Learn How the Lodge Came to Be
The land where The Lodge at St. Edward State Park currently sits was first purchased by Bishop Edward John O’Dea in the late 1920s. He donated the 366-acre plot to the Roman Catholic Archdiocese of Seattle for the building of Saint Edward Seminary. The seminary was designed by notable Seattle architect John Graham Sr. and completed in 1931. His firm, John Graham & Company, is responsible for many notable buildings in Seattle and throughout the country, including the iconic Space Needle.
The seminary served as an important facility for 45 years. When it closed in 1976, Archbishop Raymond Hunthausen had a vision of preserving the grounds as a state park, having fallen in love with the area’s natural beauty as a student at Saint Edward Seminary. Rather than sell the property to the highest bidder, he worked with the state to make his dream possible.

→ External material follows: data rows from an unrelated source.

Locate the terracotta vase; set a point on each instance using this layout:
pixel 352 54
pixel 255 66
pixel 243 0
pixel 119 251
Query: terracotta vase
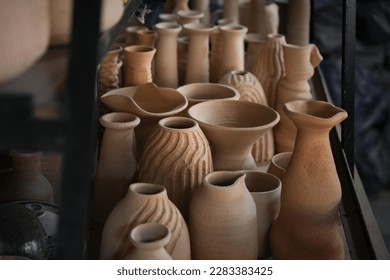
pixel 166 59
pixel 117 164
pixel 26 181
pixel 150 103
pixel 252 91
pixel 138 65
pixel 197 69
pixel 223 222
pixel 269 66
pixel 148 241
pixel 177 156
pixel 232 127
pixel 298 22
pixel 265 190
pixel 233 49
pixel 299 63
pixel 278 164
pixel 308 223
pixel 144 202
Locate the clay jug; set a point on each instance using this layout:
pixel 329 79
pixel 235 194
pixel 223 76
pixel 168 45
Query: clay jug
pixel 308 223
pixel 148 241
pixel 144 203
pixel 299 64
pixel 166 60
pixel 117 164
pixel 223 222
pixel 251 90
pixel 177 156
pixel 138 65
pixel 147 101
pixel 269 66
pixel 26 181
pixel 265 190
pixel 197 68
pixel 232 127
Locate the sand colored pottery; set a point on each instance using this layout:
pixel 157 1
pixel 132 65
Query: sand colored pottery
pixel 117 164
pixel 178 156
pixel 251 90
pixel 149 102
pixel 299 64
pixel 308 223
pixel 265 190
pixel 149 240
pixel 223 222
pixel 232 127
pixel 144 203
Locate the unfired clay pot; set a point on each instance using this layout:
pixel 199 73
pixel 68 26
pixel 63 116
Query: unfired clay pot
pixel 308 223
pixel 178 156
pixel 148 241
pixel 144 203
pixel 232 127
pixel 223 222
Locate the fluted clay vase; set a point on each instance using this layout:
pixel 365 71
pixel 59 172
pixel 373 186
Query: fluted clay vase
pixel 138 65
pixel 144 202
pixel 177 156
pixel 26 181
pixel 198 65
pixel 269 66
pixel 223 222
pixel 232 127
pixel 149 240
pixel 150 103
pixel 166 59
pixel 299 63
pixel 117 164
pixel 265 189
pixel 308 223
pixel 233 48
pixel 251 90
pixel 279 164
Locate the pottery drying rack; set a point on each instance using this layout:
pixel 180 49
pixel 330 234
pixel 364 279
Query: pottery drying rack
pixel 52 107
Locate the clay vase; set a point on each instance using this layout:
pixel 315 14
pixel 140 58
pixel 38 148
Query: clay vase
pixel 308 223
pixel 233 49
pixel 252 91
pixel 223 222
pixel 265 190
pixel 138 65
pixel 144 202
pixel 150 103
pixel 166 60
pixel 278 164
pixel 298 22
pixel 148 241
pixel 269 66
pixel 299 63
pixel 232 127
pixel 197 69
pixel 26 181
pixel 117 164
pixel 177 156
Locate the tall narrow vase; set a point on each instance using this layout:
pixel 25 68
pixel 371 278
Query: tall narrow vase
pixel 144 202
pixel 308 223
pixel 166 59
pixel 223 222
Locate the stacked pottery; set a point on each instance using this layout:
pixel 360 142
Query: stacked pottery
pixel 308 223
pixel 223 221
pixel 144 203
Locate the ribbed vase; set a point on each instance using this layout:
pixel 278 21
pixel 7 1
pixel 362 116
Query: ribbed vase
pixel 177 156
pixel 144 202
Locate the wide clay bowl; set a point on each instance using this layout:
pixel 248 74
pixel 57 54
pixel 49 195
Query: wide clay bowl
pixel 232 127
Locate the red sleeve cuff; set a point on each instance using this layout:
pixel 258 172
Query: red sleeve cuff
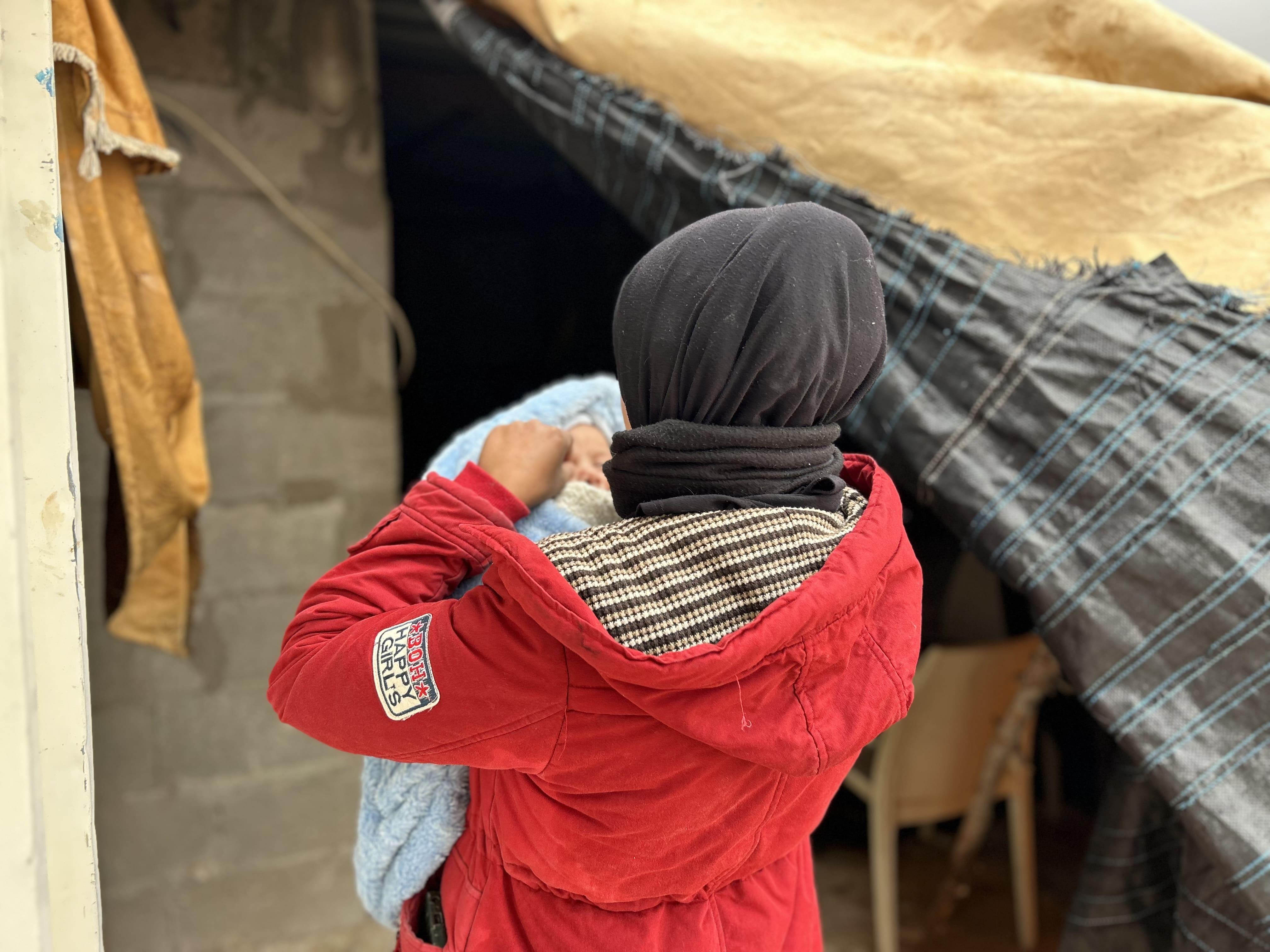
pixel 493 492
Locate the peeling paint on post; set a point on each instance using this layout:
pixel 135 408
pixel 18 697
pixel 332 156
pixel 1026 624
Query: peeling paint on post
pixel 49 848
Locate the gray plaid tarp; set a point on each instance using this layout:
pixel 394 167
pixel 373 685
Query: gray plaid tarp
pixel 1099 439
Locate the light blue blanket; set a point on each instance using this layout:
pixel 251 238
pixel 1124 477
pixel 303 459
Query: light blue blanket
pixel 413 814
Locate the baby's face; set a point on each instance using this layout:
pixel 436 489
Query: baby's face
pixel 588 455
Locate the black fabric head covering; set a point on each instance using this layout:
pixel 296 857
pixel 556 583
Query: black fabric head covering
pixel 741 342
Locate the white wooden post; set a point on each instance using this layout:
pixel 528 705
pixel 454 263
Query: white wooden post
pixel 50 900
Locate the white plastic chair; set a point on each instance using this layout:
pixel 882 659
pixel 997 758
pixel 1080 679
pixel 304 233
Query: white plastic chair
pixel 925 770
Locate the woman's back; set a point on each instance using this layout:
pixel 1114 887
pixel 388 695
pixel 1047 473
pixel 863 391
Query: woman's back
pixel 657 712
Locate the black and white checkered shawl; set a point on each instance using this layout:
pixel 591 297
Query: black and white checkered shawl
pixel 665 583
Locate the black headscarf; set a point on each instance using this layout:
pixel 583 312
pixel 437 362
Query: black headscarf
pixel 741 342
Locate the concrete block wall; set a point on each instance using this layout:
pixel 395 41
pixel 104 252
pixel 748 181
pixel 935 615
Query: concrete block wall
pixel 220 829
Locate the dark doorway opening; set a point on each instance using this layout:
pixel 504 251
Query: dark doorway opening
pixel 506 261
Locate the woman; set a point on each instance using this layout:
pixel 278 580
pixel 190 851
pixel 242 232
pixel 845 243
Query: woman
pixel 657 711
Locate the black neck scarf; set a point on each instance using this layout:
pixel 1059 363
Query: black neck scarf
pixel 741 342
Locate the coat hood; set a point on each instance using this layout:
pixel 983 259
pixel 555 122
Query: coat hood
pixel 784 691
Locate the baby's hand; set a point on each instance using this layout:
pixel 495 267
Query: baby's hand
pixel 528 459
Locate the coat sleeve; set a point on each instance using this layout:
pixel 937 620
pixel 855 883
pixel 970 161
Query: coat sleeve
pixel 380 662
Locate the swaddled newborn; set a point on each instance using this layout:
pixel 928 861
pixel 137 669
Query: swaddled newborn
pixel 413 814
pixel 586 494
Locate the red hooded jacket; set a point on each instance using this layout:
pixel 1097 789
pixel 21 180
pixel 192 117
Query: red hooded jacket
pixel 619 800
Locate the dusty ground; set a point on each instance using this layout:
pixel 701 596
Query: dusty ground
pixel 983 922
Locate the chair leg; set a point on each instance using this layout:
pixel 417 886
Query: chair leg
pixel 1023 858
pixel 884 874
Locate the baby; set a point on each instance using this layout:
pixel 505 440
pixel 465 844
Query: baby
pixel 572 456
pixel 585 462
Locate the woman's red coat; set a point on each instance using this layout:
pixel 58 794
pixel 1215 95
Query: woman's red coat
pixel 619 802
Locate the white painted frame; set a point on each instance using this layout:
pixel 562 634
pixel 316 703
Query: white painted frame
pixel 49 885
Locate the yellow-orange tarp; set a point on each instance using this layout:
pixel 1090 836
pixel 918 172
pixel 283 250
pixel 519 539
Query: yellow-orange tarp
pixel 145 391
pixel 1043 129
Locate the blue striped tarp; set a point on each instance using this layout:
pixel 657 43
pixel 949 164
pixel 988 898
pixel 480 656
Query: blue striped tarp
pixel 1096 434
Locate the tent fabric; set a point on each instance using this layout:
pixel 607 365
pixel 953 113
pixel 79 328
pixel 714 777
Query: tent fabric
pixel 140 370
pixel 1051 129
pixel 1098 437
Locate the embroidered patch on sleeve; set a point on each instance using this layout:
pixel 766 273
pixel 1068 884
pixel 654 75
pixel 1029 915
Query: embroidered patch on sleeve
pixel 403 671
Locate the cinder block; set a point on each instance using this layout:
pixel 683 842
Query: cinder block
pixel 273 136
pixel 233 732
pixel 150 838
pixel 246 437
pixel 124 747
pixel 284 814
pixel 366 936
pixel 244 248
pixel 235 640
pixel 355 452
pixel 258 547
pixel 244 344
pixel 252 908
pixel 138 921
pixel 363 512
pixel 206 828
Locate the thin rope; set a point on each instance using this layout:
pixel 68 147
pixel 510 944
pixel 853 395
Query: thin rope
pixel 388 304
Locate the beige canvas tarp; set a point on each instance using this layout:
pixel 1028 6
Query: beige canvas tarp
pixel 1041 129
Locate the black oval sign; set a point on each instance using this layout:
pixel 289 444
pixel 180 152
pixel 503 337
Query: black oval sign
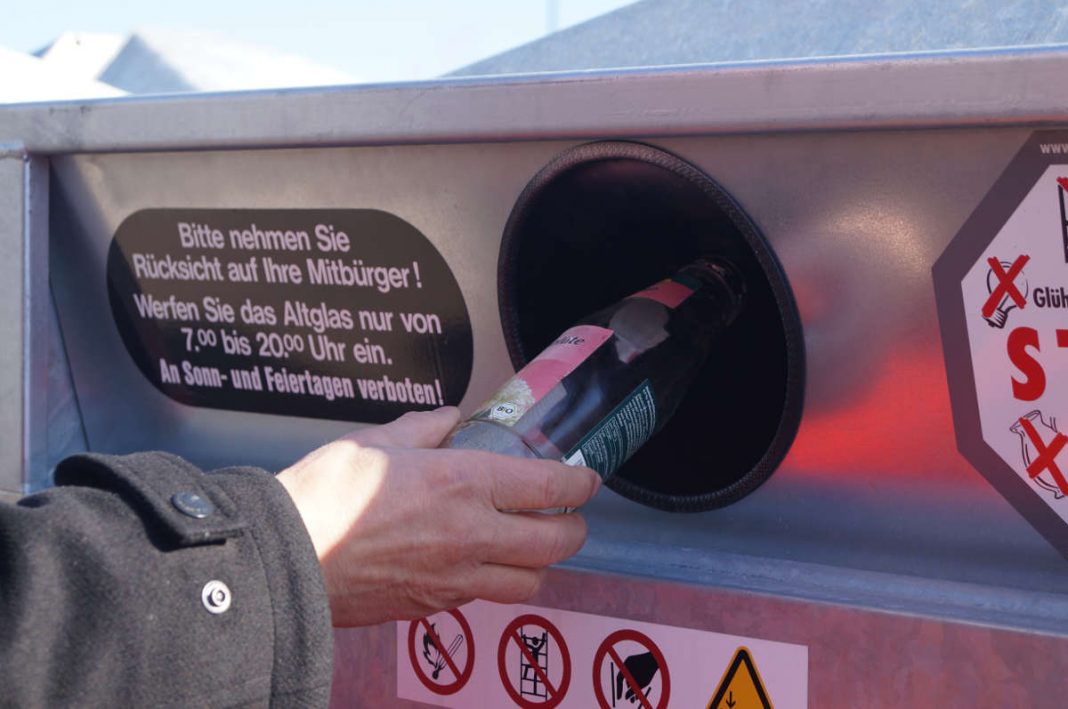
pixel 344 314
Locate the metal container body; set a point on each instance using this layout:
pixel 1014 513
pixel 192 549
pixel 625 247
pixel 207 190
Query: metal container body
pixel 876 545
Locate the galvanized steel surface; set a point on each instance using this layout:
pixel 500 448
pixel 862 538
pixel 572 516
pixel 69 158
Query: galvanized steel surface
pixel 1005 87
pixel 874 506
pixel 673 32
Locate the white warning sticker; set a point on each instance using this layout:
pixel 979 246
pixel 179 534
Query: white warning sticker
pixel 1016 305
pixel 488 655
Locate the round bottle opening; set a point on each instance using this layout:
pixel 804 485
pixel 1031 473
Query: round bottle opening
pixel 607 219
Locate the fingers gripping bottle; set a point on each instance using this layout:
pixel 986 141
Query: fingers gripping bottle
pixel 613 379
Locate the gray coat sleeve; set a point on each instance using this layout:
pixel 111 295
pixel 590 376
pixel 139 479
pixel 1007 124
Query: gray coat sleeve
pixel 101 582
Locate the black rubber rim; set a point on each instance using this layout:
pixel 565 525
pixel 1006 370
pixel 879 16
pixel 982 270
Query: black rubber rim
pixel 790 320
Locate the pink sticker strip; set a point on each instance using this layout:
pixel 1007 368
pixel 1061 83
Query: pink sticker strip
pixel 562 357
pixel 669 293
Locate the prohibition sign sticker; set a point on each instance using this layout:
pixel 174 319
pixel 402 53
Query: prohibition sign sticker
pixel 628 666
pixel 534 671
pixel 434 648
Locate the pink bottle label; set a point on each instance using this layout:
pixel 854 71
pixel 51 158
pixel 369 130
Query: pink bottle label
pixel 669 293
pixel 544 373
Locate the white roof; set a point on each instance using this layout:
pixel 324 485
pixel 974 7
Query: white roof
pixel 25 78
pixel 154 61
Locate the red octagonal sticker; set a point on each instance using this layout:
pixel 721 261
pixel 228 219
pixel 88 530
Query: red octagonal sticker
pixel 1002 293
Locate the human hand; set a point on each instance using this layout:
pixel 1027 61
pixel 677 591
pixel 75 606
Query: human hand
pixel 404 530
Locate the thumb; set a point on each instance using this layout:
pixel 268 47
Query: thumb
pixel 415 429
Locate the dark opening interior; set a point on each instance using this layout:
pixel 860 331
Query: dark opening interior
pixel 605 220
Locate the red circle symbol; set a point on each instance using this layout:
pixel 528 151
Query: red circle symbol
pixel 434 660
pixel 629 678
pixel 540 677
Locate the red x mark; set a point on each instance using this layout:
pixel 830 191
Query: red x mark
pixel 1045 458
pixel 1005 284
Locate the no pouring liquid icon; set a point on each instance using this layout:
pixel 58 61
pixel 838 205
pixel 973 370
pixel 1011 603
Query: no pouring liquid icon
pixel 1039 443
pixel 434 655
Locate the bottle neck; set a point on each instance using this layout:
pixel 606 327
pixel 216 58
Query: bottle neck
pixel 711 289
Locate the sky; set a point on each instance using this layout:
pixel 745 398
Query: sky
pixel 372 41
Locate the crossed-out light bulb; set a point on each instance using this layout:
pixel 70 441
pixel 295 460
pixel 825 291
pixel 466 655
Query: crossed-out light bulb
pixel 998 318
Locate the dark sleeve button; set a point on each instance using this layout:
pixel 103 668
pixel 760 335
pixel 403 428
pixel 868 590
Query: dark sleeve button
pixel 192 504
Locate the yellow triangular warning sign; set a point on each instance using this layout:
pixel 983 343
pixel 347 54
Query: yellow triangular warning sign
pixel 741 687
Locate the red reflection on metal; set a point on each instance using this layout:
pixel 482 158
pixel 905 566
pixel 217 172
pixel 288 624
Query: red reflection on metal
pixel 899 426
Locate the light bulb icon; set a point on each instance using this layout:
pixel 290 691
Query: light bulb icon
pixel 1008 301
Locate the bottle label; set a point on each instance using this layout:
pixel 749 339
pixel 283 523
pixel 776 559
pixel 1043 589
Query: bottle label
pixel 531 383
pixel 618 435
pixel 670 292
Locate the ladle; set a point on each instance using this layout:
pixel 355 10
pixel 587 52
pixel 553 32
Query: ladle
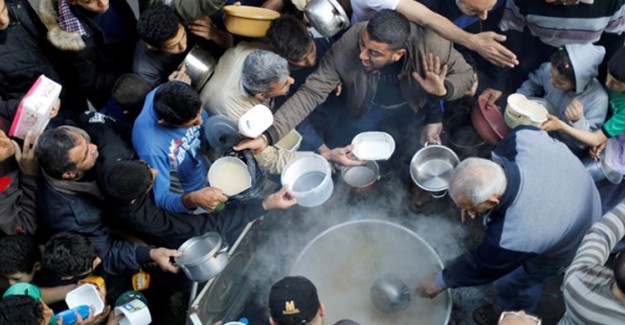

In 1977, the property and the majority of the land were sold to the State of Washington to become Saint Edward State Park. The park’s enchanting trails, lake views, and gorgeous fir, cedar, and maple trees drew plenty of love from locals, and the building itself became a beloved symbol of the area. However, after not getting much use over the years, the building was in need of a sizable renovation.
In 2017, Daniels Real Estate entered into a public-private partnership to preserve and transform the main building into The Lodge at St. Edward State Park. A meticulous restoration of the exterior façade, including the roof and all original windows was completed, and the interior design was transformed to evolve the space into a Pacific Northwest-inspired lodge, preserving the iconic landmark building for generations to come.
Owners Kevin and Mary Daniels now preside over The Lodge as hosts, and their unique inspiration draws from some of the finest hotel experiences throughout their world travels. Led by their vision, The Lodge is so much more than a hotel, but rather a deep sense of place and belonging, locally inspired and rooted in the community.
The building is a blend of Romanesque Revival architecture and Art Deco interiors. This curious combination served as inspiration during the renovation process when new colors, design and décor were chosen. Our hope is that visitors and guests enjoy the building’s historic authenticity, evident in its design’s intricate details, as well as its refined and relaxed atmosphere, influenced by the surrounding greenery of the state park.
The historic preservation project was led by Daniels Real Estate, a firm renowned for preservation work with a focus on reflecting the past while inspiring the future. Their approach is thoughtful and unequaled in the Pacific Northwest, leading to three National Preservation Awards for previous projects. The preservation and renovation of the building is an example of adaptive reuse, wherein the new uses of spaces are similar to their former purposes. For instance:
- Former dormitory rooms were combined and enlarged, now forming 84 guestrooms.
- Former classrooms that look onto the park are now flexible meeting and event spaces.
- The dining hall has now transformed into Cedar + Elm restaurant.
- The former barbershop is now The Tonsorium Bar.
- The seminary’s social hall is now the Remington Ballroom.